Another method, the conformation-dependent assay (conformation dependent immunoassay-CDI; Safar J. et al., Nature Medicine 1998, 4: 10, 1157-1165), is based on the specific conformation of the PrP^Sc molecule, and more precisely on the partially concealed binding site for monoclonal antibody 3F4. The ratio of the signal between native and denatured (unfolded PrP molecule) sample is used to detect the pathological form. This method also requires an additional preparatory treatment of the sample and is relatively time-consuming.

Another series of detection methods employs techniques for enriching the sample with pathological prions. One method of the series is the PMCA (protein misfolding cycle amplification) method from Soto (firm Serono; Castilla J. et al. Nature Medicine Online Publication 28.08.2005). For this, PrP^Sc is incubated in the excess of PrP^C in order to multiply the PrP^Sc aggregates which are destroyed in the subsequent ultrasound treatment, so that new, smaller aggregates are formed. The latter serve as a “matrix” for the formation of newer PrP^Sc aggregates.

The cycles are repeated many times (up to 150 times). In the PMCA method, at least 75 hours pass until the reported sensitivity is reached.
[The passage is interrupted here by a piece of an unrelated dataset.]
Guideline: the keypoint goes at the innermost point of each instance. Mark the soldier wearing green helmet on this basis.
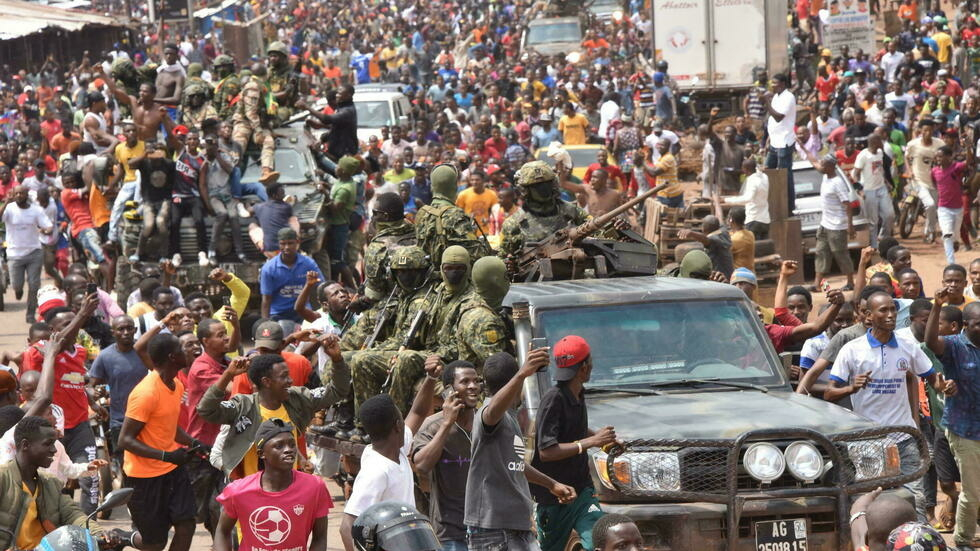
(409, 267)
(544, 211)
(441, 223)
(283, 81)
In addition, hamster brain tissue is added as a “matrix” and it is unclear what stage of the infection the examined animals were in.

The serin protease plasmin (preferred cleavage site Lys-Xaa>Arg-Xaa) is an enzyme synthesised from plasminogen, an ubiquitary zymogen precursor, which plays an important role in the transformation of fibrin into soluble products (fibrinolysis) and in the proteolytic degradation of the extracellular matrix (plasma-induced proteolysis). It has recently been reported that plasmin is capable of cleaving PrP^C in vitro, and that PrP^C and the NH₂ region of the PrP molecule can stimulate t-PA (tissue-type plasminogen activator) imparted plasmin formation. It has also been found that the primary cleavage site of plasmin lies on the PrP molecule in the region of amino acid residues 108-112. No further findings are available, however, concerning the activity of plasmin with respect to the pathological form (PrP^Sc).
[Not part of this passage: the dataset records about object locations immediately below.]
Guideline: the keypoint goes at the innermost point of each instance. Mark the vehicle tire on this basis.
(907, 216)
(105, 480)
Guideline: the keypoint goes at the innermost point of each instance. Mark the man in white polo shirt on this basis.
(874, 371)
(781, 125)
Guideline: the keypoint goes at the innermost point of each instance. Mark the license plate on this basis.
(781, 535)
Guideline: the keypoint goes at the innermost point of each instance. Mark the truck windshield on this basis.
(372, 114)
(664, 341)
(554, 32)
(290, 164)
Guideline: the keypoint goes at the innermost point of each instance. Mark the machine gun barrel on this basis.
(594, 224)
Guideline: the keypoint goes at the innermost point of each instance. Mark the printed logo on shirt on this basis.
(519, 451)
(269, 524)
Hitherto, there has not therefore been any routinely usable test method with which an unequivocal early diagnosis can be made on a living animal or man during the incubation period, i.e. before the onset of clinically detectable symptoms.

There is therefore a need for a quick test for the detection of pathological prions, which overcomes the aforementioned drawbacks of the prior art.